In San Francisco, California, the San Francisco Municipal Transportation Agency operated one Alexander Dennis double decker bus as a demonstrator between December 12, 2007 and January 8, 2008.[19] The bus was running on some high capacity routes as trial.[20]

Also, in the United States, a private operator, Megabus, run by Coach USA, employs double-decker buses on its busier intercity routes.

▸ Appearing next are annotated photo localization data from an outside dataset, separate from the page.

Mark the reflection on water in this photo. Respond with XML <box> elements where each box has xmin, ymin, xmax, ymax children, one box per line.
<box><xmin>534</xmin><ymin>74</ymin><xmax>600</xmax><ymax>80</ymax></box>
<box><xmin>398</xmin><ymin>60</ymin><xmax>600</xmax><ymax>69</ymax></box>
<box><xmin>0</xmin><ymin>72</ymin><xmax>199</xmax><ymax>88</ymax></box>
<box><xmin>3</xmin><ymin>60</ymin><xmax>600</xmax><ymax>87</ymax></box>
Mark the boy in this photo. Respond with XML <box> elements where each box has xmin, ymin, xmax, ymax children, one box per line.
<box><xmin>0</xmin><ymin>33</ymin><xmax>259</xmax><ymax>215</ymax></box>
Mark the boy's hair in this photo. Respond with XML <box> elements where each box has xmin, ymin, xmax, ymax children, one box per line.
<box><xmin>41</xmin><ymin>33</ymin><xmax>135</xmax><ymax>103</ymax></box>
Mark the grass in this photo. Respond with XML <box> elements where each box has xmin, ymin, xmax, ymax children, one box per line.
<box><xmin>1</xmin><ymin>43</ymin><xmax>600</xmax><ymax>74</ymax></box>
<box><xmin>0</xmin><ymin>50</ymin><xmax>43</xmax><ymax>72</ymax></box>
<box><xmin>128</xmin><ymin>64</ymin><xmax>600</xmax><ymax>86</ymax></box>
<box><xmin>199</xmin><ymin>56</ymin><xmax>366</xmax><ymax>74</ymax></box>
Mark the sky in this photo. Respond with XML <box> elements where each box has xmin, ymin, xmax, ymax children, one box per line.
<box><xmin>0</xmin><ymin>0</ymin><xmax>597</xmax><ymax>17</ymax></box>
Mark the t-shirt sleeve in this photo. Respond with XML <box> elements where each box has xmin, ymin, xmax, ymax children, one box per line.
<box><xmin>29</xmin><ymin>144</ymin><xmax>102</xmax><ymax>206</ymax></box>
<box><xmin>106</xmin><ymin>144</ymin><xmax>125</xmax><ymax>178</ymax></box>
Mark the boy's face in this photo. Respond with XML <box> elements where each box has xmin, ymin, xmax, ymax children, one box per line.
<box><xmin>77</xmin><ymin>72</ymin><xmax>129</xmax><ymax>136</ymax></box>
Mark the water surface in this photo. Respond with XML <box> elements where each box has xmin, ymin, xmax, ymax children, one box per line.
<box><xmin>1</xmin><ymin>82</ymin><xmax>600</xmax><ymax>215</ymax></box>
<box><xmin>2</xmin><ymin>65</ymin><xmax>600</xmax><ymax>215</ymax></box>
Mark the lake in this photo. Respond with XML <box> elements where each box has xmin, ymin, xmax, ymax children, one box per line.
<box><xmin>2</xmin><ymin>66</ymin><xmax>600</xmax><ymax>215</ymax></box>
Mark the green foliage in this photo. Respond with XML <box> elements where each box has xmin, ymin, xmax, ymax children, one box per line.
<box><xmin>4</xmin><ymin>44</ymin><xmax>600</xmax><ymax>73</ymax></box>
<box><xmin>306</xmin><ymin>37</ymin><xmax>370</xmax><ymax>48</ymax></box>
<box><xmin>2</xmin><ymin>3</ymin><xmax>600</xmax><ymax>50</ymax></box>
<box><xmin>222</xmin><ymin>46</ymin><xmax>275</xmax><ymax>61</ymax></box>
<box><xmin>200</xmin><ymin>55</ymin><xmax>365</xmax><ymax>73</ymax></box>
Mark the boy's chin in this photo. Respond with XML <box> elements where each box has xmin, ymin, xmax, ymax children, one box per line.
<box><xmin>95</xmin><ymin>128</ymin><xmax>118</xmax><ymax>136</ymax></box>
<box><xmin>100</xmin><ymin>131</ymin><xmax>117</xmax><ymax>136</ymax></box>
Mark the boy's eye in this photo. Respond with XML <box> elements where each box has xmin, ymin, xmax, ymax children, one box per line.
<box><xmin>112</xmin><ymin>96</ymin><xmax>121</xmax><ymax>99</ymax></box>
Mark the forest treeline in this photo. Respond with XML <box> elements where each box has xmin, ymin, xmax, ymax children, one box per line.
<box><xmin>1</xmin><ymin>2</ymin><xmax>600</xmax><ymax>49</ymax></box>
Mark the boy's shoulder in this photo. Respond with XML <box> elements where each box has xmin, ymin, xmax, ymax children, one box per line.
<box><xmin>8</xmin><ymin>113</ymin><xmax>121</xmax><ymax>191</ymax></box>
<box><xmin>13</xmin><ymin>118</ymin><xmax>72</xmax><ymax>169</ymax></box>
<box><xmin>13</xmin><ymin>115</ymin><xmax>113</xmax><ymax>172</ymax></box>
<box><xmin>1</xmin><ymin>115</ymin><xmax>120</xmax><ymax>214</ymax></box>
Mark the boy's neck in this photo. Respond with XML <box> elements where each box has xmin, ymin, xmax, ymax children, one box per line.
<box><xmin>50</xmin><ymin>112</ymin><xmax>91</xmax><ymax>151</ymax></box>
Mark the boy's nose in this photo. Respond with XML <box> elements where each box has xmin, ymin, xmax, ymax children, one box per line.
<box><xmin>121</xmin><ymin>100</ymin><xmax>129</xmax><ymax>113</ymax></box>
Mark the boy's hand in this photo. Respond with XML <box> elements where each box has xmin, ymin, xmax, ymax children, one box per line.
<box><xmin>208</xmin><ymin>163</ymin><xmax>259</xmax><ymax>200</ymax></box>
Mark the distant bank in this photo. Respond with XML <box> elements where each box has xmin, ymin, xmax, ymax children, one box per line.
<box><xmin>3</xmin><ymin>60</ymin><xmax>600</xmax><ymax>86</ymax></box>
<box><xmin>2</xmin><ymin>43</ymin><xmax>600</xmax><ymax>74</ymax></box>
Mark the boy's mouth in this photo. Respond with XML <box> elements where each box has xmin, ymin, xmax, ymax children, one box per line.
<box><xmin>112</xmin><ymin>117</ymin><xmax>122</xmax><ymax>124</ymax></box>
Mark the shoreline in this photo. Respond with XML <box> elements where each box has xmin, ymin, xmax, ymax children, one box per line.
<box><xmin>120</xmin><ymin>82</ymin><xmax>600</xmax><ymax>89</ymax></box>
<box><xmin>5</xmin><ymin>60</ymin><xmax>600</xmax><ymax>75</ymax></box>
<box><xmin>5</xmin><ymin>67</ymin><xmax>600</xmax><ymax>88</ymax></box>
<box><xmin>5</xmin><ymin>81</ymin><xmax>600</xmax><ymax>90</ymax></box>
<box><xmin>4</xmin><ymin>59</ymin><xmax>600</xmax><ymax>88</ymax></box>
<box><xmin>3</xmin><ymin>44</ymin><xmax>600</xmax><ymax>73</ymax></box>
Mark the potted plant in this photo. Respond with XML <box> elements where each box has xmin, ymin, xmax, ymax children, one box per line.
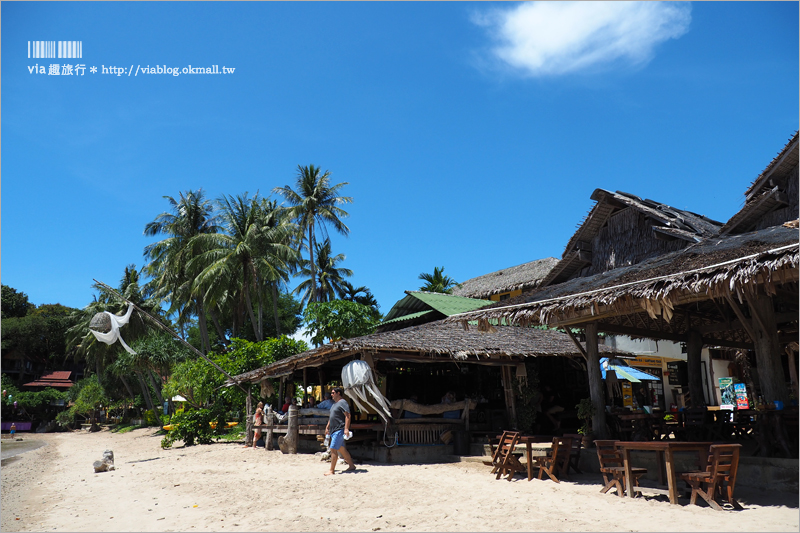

Finally, starting in 2013 Stallion Bus will start distributing open top and closed top double deck buses to the United States and Canada [21


----------



## lb coup

Actually, I was asking about double decker RVs.


----------



## Clay L

One potential problem might be the height. On interstate highways 13.6 feet  is the max height for an unescorted truck and the overpasses are at least 14 feet high.
On state roads the overpasses can be quite a bit lower.
How tall is the unit you are asking about?


----------



## lb coup

It's 15 1/2. But I haven't bought her yet. All I know is they must not have overpasses in Cuba.


----------



## Grandview Trailer Sa

Not legal in the United States, and I don't think your here either.


----------



## lb coup

I am about as far from the US as you can get without going to China. I'm in a tiny country called Cyprus where they found natural gas a few years ago and have been quibbling about a pipeline for just that long. We had our fingers in the pie but it looks like the Chinese, Russians and Israelis are going to beat us this time, and I am getting my butt out of here and back to the States. The gas here comes out to about eight dollars a gallon! The idea for a double decker RV was not really mine, it was a friend's. I thought it might work. I'm just looking for a way to have a little more space and privacy without going overboard on the length.


----------



## C Nash

Well never seen a double decker rv and was thinking you were going to get a bus and convert.  How much room do you need?  With slides you should be able to find one with enough room.  Better long than high.  At 15 1/2 ft you will be cleaning out a lot of tree branches on roads other than interstates.


----------



## Grandview Trailer Sa

Well, at 15 1/2 feet you wont be legal in the States.  13 1/2 is the legal height.  Anything over that you need special permits and wont make it under many bridges.


----------



## lb coup

Thanks for the advice, I appreciate it. 

I think I'll probably end up bringing the thing into the country anyway, if I can still get my hands on it. I'll just map out routes that avoid overpasses. No big deal.


----------



## C Nash

Well the blue light special may be a "big" deal LOL


----------



## Grandview Trailer Sa

I have to wonder about the people who ask our advice....and then just ignore it.....  NOTHING in the States is legal over 13 1/2 feet.  Even IF he can "avoid overpasses"  IT IS NOT LEGAL.


----------



## lb coup

I wasn't intending to ignore you, Grandview. I think you gave me some straightforward advice. There may be some leeway in there to cut out some headroom. I don't know, maybe lower the ceilings, make it a little shorter. It's only two feet over. How small can my tires be? I mean, how small and still support a fat mama like that? I'm going to check that out.


----------